US official hints at progress between Israel and Arab states during Biden trip
A senior US official told lawmakers on Wednesday that more Arab countries are looking to make gestures to improve relations with Israel when President Joe Biden visits the region next month.
"We are working in the space that is not in the public domain with a couple of other countries," Barbara Leaf, assistant secretary of state for Near Eastern affairs, said at a Congressional hearing on Wednesday.
"I think you will see some interesting things around the time of the president's visit," she added.
Asked to elaborate, Leaf said: "I really wouldn't want to step on the president's toes."
Leaf's comments offer the most senior public acknowledgment from a US official that the trip will coincide with concrete steps to expand on normalisation.
During a four-day trip from 13 to 16 July, Biden is planning to visit Israel, the occupied West Bank and Saudi Arabia. The visit will culminate with a major gathering of regional leaders in Jeddah, the Saudi port city, where Biden is expected to engage in some capacity with Crown Prince Mohammed bin Salman.
While Leaf didn't specify which countries were involved, the US is believed to be brokering a deal between Israel, Egypt and Saudi Arabia to transfer control of two Red Sea islands from Egypt to Saudi Arabia.
The move would ease the path for Riyadh to normalise relations with Israel, although an establishment of outright ties is not expected.
Last month US Secretary of State Antony Blinken said the kingdom was "a partner" in building on the Abraham Accords crafted by the administration of former US President Donald Trump.
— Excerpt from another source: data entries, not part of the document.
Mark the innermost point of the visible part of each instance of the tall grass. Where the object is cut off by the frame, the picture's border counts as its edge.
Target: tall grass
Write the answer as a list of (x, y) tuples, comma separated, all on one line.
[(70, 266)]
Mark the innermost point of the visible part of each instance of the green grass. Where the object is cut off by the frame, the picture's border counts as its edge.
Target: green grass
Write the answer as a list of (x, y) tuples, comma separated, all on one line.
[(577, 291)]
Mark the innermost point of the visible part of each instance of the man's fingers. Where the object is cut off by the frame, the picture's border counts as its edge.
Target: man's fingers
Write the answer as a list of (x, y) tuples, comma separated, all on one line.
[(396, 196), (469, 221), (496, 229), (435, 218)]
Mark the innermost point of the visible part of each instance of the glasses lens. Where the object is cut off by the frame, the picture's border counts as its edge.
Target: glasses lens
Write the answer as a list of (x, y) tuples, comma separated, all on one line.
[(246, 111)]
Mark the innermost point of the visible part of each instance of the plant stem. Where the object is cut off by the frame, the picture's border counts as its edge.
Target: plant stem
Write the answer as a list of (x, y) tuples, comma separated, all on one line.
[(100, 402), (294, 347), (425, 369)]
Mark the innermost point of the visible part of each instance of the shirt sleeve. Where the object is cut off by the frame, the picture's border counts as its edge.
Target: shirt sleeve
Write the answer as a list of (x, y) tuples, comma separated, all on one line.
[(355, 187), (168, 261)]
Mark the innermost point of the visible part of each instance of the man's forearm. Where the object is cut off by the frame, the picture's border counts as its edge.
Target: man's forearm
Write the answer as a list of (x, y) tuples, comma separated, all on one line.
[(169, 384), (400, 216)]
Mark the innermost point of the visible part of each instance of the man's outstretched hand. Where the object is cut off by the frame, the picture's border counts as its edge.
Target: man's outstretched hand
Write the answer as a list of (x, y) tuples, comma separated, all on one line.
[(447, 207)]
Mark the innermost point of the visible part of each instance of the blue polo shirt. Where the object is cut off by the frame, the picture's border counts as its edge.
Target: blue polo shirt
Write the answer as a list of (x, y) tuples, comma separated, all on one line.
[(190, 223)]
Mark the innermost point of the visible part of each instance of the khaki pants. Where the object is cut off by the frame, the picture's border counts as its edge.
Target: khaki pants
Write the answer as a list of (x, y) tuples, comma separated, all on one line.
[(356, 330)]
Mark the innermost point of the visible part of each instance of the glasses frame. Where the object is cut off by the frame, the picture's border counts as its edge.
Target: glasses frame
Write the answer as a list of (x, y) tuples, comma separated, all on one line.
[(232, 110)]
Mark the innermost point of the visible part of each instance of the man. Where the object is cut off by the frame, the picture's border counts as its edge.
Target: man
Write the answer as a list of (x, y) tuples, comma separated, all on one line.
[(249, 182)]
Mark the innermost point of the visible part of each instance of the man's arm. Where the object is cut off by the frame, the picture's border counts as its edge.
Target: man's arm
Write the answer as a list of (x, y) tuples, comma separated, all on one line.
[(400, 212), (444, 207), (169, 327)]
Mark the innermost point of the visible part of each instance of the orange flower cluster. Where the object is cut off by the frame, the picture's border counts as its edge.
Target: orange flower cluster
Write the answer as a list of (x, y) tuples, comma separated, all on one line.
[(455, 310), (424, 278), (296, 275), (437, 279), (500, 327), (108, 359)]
Israel and Saudi Arabia do not have official diplomatic relations, but Crown Prince Mohammed bin Salman, also known as MBS, secretly met with former Israeli Prime Minister Benjamin Netanyahu in the kingdom in 2020, according to several Israeli media reports at the time.
Saudi officials have repeatedly said the kingdom remains committed to the Arab Peace Initiative, which conditions recognising Israel on the establishment of an independent Palestinian state within the 1967 borders.
"I think we have always seen normalisation as the end result, but the end result of a path," Saudi Foreign Minister Prince Faisal bin Farhan al-Saud said last month at an event in Davos, Switzerland.
In 2020, Israel normalised ties with the United Arab Emirates during the final months of the Trump administration. Bahrain, Sudan and Morocco all followed suit.
Steps to build on the normalisation agreements come as the Biden administration looks to reset ties with traditional Gulf allies in the wake of Russia’s invasion of Ukraine, stalled nuclear talks with Iran, and skyrocketing energy prices.
Saudi Arabia and the UAE have so far resisted calls from the US to pump more oil, instead sticking to smaller production increases agreed to with Russia.
Leaf defended Biden’s visit in the face of criticism that he was making a U-turn on his Saudi policy in the hope of getting the Kingdom to increase oil production.
“The President is not going asking for favors of anyone on this visit," she said.
Ties with the Gulf have also come under stain over the UAE's decision to welcome wealthy Russians looking to escape Western sanctions, frustrating Western attempts to isolate Moscow.
Leaf told US lawmakers she was “not happy at all” with the UAE’s record on the issue.